With the exceptions noted above, the Bass Rocks area has retained its residential character from 1927 (when the zoning ordinance was passed) down to the time of the 1953
amendment. The land for which the permit is granted "has no special peculiarity or noteworthy characteristic which distinguishes it from other land in the area."
On these facts was the judge below justified in concluding that the decision of the board was arbitrary and capricious? We are of opinion that, though there is room for disagreement as to the wisdom of granting the permit, it cannot be said that its decision was the result of whim or caprice or that it permits a use not contemplated by the ordinance. True, the judge also found that the proposed site was readily adaptable and best suited for the construction of single family residences; that the "highest value of the . . . land and structures thereon will be best maintained by the retention of the residential character of this area"; that the construction and operation of a motel in the area will radically change its residential character, will cause an influx of transients, and will intensify automobile traffic upon narrow roads presently constructed and designed for a secluded area; and that the construction of a motel "could prevent that area from being developed as a high class residential district." But these are at most conclusions from facts found by the judge or expressions of opinion which are contrary to the established policy of the ordinance that any single residence district is a possible site for a motel.

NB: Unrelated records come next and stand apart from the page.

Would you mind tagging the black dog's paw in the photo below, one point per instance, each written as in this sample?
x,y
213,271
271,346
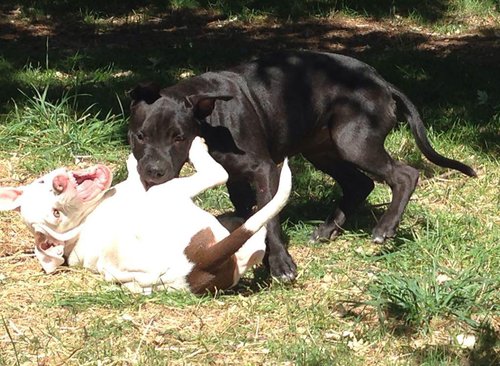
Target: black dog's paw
x,y
379,235
282,267
325,233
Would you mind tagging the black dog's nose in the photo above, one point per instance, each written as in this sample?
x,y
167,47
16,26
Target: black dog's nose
x,y
155,171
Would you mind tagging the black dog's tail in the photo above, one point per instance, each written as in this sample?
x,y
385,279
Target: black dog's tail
x,y
418,130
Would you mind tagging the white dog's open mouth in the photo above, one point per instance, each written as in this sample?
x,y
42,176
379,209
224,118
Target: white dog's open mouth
x,y
49,251
88,183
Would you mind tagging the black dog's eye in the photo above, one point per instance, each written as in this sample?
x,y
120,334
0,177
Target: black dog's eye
x,y
140,135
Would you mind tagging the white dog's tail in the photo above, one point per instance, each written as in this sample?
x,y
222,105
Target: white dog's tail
x,y
225,248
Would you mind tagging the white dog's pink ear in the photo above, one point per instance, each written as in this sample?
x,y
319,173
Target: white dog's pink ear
x,y
9,198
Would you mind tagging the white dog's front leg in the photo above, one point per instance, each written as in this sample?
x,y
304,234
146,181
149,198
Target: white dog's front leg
x,y
209,173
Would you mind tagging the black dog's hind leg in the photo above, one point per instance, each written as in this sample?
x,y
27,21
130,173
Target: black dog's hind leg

The decree is reversed and a decree is to be entered stating that the decision of the board did not exceed its authority; that no modification of its decision is required; and that the clerk of the court within thirty days after the entry of the decree send an attested copy thereof to the board of appeals of Gloucester. Co-Ray Realty Co. Inc. v. Board of Zoning Adjustment of Boston, 328 Mass. 103 , 109.
[Note p115-1] Prior to the amendment "auto trailer camps, overnight cabins, or tourist camps" were permitted in single residence districts in part of the city, but not in the area here involved, and then only after permission granted by the municipal council. Both before and after the amendment hotels could be constructed and operated in single residence districts if permitted by the board of appeals.
[Note p117-1] That section provides that zoning "ordinances or by-laws may provide that the board may, in appropriate cases and subject to appropriate conditions and safeguards, make special exceptions to the terms of the ordinances or by-laws in harmony with their general purpose and intent, and in accordance with general or specific rules therein contained" and the board of appeals is empowered to "hear and decide requests for special permits upon which such board is required to pass under such ordinance or by-law."